Controversial Musée des Confluences Opens in Lyon

Portrait of Émile Guimet. Collection of the Musée des Confluences, Lyon.

On Saturday, the city of Lyon opened the Musée des Confluences, honoring the businessman and arts philanthropist Émile Guimet (1836-1918), the Art Newspaper reports. The institution contains 2.2 million artifacts split into four categories covering the earth, life, social sciences, and science and technology.

Although the €239 million cost has divided public opinion since the project was launched in 2000, the museum’s director Hélène Lafont-Couturier told the Art Newspaper “My dearest wish is that when it opens the public will have a completely different reaction and fall in love with it.”

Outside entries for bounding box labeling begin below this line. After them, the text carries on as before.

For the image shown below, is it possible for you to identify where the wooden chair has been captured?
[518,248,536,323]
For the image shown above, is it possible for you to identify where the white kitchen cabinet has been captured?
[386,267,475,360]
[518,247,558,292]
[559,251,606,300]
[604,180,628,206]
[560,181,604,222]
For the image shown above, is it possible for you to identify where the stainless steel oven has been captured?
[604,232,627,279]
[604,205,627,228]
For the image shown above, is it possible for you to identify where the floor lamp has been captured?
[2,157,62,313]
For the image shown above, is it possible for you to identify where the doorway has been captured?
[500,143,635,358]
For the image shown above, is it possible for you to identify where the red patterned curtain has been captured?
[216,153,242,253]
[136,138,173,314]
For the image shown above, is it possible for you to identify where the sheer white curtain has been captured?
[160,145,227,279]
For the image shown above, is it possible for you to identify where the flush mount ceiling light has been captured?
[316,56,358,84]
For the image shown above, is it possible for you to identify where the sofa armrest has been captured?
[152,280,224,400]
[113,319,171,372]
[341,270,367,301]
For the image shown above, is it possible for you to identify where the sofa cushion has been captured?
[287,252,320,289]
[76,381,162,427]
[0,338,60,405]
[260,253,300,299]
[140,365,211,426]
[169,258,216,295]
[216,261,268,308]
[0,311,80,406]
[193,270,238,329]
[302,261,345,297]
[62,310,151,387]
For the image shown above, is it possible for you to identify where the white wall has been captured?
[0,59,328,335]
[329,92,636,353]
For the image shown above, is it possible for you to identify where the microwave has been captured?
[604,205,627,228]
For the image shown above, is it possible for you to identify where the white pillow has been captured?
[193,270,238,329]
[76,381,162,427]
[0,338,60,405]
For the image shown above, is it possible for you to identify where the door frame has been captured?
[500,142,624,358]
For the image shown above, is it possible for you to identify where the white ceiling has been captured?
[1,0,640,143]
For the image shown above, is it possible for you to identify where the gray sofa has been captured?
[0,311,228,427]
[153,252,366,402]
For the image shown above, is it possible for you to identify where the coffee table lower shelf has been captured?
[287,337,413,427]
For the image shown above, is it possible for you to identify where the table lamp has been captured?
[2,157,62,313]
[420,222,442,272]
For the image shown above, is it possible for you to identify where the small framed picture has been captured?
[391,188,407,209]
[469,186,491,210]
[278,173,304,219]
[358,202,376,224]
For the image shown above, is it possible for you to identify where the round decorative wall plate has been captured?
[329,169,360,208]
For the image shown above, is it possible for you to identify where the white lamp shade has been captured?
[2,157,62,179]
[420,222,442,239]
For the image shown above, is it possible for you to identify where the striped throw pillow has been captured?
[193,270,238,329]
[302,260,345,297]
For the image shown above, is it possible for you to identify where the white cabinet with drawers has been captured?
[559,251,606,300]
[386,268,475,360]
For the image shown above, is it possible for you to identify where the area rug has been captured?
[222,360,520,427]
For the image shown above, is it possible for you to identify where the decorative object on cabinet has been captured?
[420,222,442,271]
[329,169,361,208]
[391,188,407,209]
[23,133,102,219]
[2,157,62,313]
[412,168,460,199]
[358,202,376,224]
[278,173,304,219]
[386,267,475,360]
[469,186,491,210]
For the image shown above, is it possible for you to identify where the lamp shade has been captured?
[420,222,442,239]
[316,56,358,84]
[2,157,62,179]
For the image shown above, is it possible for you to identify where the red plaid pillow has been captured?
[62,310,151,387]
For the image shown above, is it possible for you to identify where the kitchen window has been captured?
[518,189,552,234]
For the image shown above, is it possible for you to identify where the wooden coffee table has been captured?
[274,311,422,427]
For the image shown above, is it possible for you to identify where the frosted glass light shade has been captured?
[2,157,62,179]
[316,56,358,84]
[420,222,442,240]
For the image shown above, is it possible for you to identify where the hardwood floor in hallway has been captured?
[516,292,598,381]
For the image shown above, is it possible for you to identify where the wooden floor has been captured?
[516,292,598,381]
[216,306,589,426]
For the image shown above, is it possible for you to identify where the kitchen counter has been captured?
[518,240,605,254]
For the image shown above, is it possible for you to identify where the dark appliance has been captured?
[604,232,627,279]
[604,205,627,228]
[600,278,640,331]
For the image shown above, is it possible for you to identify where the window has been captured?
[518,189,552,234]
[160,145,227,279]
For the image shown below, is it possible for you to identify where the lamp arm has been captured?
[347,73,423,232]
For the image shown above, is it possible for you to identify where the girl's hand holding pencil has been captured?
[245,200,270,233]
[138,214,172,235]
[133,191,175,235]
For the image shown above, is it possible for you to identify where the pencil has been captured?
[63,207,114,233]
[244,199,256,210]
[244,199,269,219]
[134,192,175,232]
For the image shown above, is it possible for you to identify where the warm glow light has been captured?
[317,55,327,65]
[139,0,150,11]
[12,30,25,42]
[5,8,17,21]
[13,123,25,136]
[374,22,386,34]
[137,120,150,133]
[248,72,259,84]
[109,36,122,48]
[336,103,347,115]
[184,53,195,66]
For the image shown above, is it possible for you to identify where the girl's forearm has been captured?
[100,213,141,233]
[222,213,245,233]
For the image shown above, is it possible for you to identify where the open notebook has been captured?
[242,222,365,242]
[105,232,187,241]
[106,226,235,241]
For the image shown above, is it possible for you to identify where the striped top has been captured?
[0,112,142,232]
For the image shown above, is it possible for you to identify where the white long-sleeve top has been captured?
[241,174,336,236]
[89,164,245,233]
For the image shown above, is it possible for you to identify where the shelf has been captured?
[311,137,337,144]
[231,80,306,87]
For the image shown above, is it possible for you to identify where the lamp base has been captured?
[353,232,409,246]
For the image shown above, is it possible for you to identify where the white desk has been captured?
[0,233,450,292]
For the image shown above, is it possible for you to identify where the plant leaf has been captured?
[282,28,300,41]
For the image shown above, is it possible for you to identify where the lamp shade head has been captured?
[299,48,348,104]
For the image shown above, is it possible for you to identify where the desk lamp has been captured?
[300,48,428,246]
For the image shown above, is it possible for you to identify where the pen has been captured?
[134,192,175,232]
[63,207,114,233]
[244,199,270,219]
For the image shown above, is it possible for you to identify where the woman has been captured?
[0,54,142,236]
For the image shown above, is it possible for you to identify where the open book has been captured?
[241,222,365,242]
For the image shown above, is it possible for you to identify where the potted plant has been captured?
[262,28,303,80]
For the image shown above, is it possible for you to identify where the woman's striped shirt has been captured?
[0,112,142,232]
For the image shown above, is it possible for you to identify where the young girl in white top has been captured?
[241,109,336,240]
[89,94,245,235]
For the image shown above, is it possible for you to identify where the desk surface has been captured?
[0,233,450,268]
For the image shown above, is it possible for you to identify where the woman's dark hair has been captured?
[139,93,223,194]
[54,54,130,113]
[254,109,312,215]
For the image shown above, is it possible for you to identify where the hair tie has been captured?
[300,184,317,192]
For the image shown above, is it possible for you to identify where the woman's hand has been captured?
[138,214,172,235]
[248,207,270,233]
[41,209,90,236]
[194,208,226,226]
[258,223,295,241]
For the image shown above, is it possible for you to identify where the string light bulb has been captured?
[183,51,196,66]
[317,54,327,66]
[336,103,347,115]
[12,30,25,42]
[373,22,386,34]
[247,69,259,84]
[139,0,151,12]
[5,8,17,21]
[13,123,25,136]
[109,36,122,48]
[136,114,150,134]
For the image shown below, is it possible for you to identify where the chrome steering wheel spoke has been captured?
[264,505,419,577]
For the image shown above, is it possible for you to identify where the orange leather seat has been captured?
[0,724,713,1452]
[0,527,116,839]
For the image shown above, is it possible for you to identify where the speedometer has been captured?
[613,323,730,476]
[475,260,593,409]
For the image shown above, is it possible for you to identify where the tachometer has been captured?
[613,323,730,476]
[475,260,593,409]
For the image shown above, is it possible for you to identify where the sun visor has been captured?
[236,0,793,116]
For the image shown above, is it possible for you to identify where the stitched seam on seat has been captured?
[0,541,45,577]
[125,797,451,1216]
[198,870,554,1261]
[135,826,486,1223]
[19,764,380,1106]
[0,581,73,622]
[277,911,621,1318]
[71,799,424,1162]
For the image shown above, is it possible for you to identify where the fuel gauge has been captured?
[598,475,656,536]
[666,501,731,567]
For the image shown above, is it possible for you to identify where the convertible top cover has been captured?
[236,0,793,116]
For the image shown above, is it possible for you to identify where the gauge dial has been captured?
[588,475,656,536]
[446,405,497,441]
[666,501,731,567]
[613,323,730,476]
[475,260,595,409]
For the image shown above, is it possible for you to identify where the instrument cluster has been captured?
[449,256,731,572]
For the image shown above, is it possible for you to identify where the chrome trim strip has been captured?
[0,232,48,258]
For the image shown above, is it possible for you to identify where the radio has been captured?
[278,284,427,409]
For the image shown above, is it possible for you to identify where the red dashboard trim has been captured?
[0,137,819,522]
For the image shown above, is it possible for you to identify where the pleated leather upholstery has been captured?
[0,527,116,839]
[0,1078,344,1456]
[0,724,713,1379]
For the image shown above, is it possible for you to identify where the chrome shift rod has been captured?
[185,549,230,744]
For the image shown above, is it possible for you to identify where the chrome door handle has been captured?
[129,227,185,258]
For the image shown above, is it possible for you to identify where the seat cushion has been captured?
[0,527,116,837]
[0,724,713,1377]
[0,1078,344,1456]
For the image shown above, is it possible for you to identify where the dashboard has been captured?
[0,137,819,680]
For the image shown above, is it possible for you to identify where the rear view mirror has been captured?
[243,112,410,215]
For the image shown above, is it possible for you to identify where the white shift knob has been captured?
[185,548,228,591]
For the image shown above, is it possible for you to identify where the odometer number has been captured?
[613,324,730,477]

Guimet used the fortune that his family made from chemically producing ultramarine to amass a comprehensive collection of religious art from Japan and China, as well as artworks from Greece and Rome. In 1879 he founded the Musée des Religions in Lyon, one of the first private museums in France. However, Guimet soon moved the collection to the Musée Guimet in Paris, disappointed by his hometown’s lack interest for his treasures.

Over time, parts of the philanthropists collection were returned to Lyon, where they were housed in the local Musée Guimet, and the Muséum d’Histoire Naturelle. The collections have now been united in the new glass and steel building of the Musée des Confluences, designed by Viennese architects Coop-Himmelb(l)au.